Living in New England there are lots of jokes made about the weather but we are pretty fortunate not to have many real disasters any where close to the magnitude of those in the Pacific and Asia. Typhoons seem to do much more damage in these areas than hurricanes do to the US Eastern and Southern coast.

While complaining is a sport in which too many people indulge, somewhere some of us need to sit back and say that maybe huge heating bills and shoveling snow is not really so bad, after all.

Sunday, August 9, 2009

GETTING TO KNOW YOU

Each summer seems to be a time when families who lived distanced from one another try to get to visit.

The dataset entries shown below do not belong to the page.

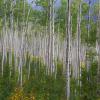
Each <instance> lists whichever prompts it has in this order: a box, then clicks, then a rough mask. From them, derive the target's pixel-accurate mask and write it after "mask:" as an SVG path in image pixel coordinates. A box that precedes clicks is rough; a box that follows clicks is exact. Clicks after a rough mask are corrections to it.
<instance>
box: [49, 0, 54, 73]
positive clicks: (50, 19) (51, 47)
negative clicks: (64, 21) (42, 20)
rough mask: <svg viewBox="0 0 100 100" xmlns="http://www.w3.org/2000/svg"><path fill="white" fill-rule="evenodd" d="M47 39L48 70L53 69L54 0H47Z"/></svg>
mask: <svg viewBox="0 0 100 100" xmlns="http://www.w3.org/2000/svg"><path fill="white" fill-rule="evenodd" d="M48 29H49V37H48V38H49V39H48V66H49V71H50V73H52V70H53V44H54V43H53V35H54V0H49V25H48Z"/></svg>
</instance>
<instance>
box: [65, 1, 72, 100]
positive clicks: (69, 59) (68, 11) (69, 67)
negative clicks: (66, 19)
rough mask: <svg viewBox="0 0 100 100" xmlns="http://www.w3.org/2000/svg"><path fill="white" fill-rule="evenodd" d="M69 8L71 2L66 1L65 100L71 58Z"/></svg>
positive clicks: (70, 36) (69, 12)
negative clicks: (65, 50) (65, 77)
mask: <svg viewBox="0 0 100 100" xmlns="http://www.w3.org/2000/svg"><path fill="white" fill-rule="evenodd" d="M70 6H71V1H70V0H67V7H68V8H67V10H68V12H67V13H66V14H67V16H68V17H67V27H66V40H67V41H66V42H67V43H66V44H67V45H66V83H67V86H66V88H67V100H70V62H71V61H70V56H71V44H70V41H71V27H70V24H71V18H70V17H71V13H70Z"/></svg>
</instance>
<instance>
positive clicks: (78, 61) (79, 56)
mask: <svg viewBox="0 0 100 100" xmlns="http://www.w3.org/2000/svg"><path fill="white" fill-rule="evenodd" d="M80 46H81V2H80V4H79V7H78V16H77V67H78V69H77V70H78V73H77V78H78V85H79V86H81V81H80V80H79V79H80V78H81V66H80V49H81V48H80Z"/></svg>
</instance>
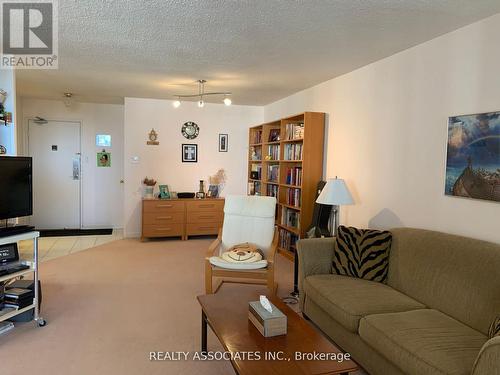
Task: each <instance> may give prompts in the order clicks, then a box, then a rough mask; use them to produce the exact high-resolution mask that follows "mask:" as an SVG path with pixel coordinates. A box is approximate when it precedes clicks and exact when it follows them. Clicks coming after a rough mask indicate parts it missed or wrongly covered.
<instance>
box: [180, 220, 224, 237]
mask: <svg viewBox="0 0 500 375" xmlns="http://www.w3.org/2000/svg"><path fill="white" fill-rule="evenodd" d="M221 226H222V223H221V224H209V223H207V224H187V233H186V234H187V235H188V236H196V235H206V234H218V233H219V229H220V228H221Z"/></svg>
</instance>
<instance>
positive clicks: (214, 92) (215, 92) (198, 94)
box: [172, 79, 233, 108]
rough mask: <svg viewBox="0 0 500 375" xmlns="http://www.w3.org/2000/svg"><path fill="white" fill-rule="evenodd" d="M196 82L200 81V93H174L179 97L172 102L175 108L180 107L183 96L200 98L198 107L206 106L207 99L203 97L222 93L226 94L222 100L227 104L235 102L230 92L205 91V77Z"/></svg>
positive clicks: (225, 94)
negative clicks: (206, 101)
mask: <svg viewBox="0 0 500 375" xmlns="http://www.w3.org/2000/svg"><path fill="white" fill-rule="evenodd" d="M196 82H198V94H192V95H174V97H175V98H177V99H176V100H174V102H173V103H172V105H173V106H174V108H179V107H180V105H181V100H182V99H183V98H198V107H200V108H203V107H204V106H205V101H204V100H203V98H204V97H205V96H211V95H221V96H224V99H223V100H222V102H223V103H224V104H225V105H226V106H230V105H231V104H232V103H233V101H232V100H231V98H230V96H231V93H230V92H205V83H207V81H206V80H204V79H199V80H198V81H196Z"/></svg>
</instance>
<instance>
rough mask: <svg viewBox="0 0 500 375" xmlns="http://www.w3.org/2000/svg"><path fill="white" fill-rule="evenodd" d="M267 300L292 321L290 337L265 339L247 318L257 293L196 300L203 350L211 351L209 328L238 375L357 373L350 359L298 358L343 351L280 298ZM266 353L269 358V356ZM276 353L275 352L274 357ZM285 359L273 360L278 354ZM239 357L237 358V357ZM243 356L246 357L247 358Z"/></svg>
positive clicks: (229, 290) (274, 354)
mask: <svg viewBox="0 0 500 375" xmlns="http://www.w3.org/2000/svg"><path fill="white" fill-rule="evenodd" d="M268 298H269V300H270V301H271V302H272V303H273V304H274V305H275V306H276V307H277V308H278V309H280V310H281V311H282V312H283V313H284V314H286V316H287V319H288V333H287V334H286V335H284V336H276V337H269V338H265V337H264V336H262V335H261V334H260V332H259V331H258V330H257V328H255V327H254V325H253V324H252V323H251V322H250V321H249V320H248V302H250V301H258V299H259V294H258V293H256V292H254V291H247V290H245V288H242V289H240V290H235V289H234V290H224V291H220V292H219V293H217V294H209V295H204V296H198V301H199V303H200V305H201V308H202V319H201V350H202V352H207V324H208V325H209V326H210V328H211V329H212V331H213V332H214V333H215V335H216V336H217V337H218V339H219V341H220V342H221V344H222V345H223V347H224V349H225V351H226V352H229V353H230V354H231V357H232V358H231V363H232V365H233V367H234V369H235V371H236V372H237V373H238V374H240V375H244V374H249V375H250V374H251V375H255V374H258V375H264V374H287V375H293V374H348V373H349V372H351V371H355V370H357V369H358V365H357V364H356V363H355V362H354V361H352V360H345V359H344V361H343V362H338V361H335V360H319V359H317V360H306V359H303V360H301V359H298V358H297V357H296V354H295V353H296V352H297V353H303V354H301V355H302V356H304V354H305V353H310V355H313V354H314V353H316V354H317V355H319V353H328V354H329V355H331V354H335V355H339V354H342V351H341V350H340V349H339V348H337V347H336V346H335V345H333V344H332V343H331V342H330V341H328V340H327V339H326V338H325V337H323V336H322V335H321V333H319V332H318V331H316V330H315V329H314V328H313V327H311V326H310V325H309V323H307V322H306V321H305V320H304V319H303V318H301V317H300V316H299V315H298V314H297V313H295V312H294V311H293V310H292V309H291V308H290V307H288V306H287V305H286V304H284V303H283V302H282V301H281V300H280V299H279V298H277V297H269V296H268ZM249 352H252V353H255V352H257V353H260V359H259V360H255V359H256V357H255V356H252V358H251V359H250V357H249V355H248V354H247V353H249ZM266 353H271V354H267V355H268V357H267V359H266V358H265V356H266ZM272 353H274V354H272ZM276 353H279V355H278V357H279V358H280V359H281V360H279V359H274V360H273V359H270V358H269V356H270V355H275V356H276V355H277V354H276ZM233 354H239V357H240V358H239V357H238V356H237V355H233ZM245 355H246V356H247V357H246V358H244V357H245Z"/></svg>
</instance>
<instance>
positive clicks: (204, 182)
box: [196, 180, 205, 198]
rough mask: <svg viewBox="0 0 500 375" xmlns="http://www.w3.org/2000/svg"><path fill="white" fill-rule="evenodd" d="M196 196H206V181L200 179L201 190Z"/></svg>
mask: <svg viewBox="0 0 500 375" xmlns="http://www.w3.org/2000/svg"><path fill="white" fill-rule="evenodd" d="M196 198H205V182H204V181H203V180H200V190H199V191H198V192H197V193H196Z"/></svg>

Friends take their vacations to see other friends. It happens around major holidays as well. What, may we ask, keeps us tied to people whom we would probably not have as friends or associates if they weren't blood related?

From the Go English.com site: "People in the same family are related by blood and "blood is thicker than water" says that family ("blood") relations are more important than relations with friends. Example: "When my best friend and my brother got in a fight I had to help my brother; blood is thicker than water." "Blood is thicker than water" compares the thickness of blood (family relationship) to the thickness of water (friendships) and says that our family relations are more important ("thicker") than all others. Example: "Friends will come and friends will go but your family is always there for you; blood is thicker than water." Family relations (blood) are more important (thicker) than other relations (water) so "blood is thicker than water.""

Is this true any longer? I have been aided in times of stress in my life by friends more meaningfully than family members yet my ties are close to my family. I've concluded that only family members share a common emotional experience of family, cultural ties, and family history. There is always the family game of trying to find out which relative passed on the genes currently seen in a person in the current generation.

Today, with all the books about Vampires, making them seem a reality in our world, it would seem necessary that blood indeed be thicker than water with a very different meaning than the origin of the phrase. Thus was spawned a new generation of jokes about vampires never making deposits but only making withdrawals from blood banks.

Do a Google search for blood and loyalty and you get 5 million hits. Most are song lyrics and games. The concept has been in question since Cain and Abel where Cain is portrayed as the 'wicked' one. Today, due to instant world coverage by cameras as well as stories, we are shown example after example of parents killing their children, children killing their parents, and all combination of family violence and abuse. What happened to the thick blood phrase?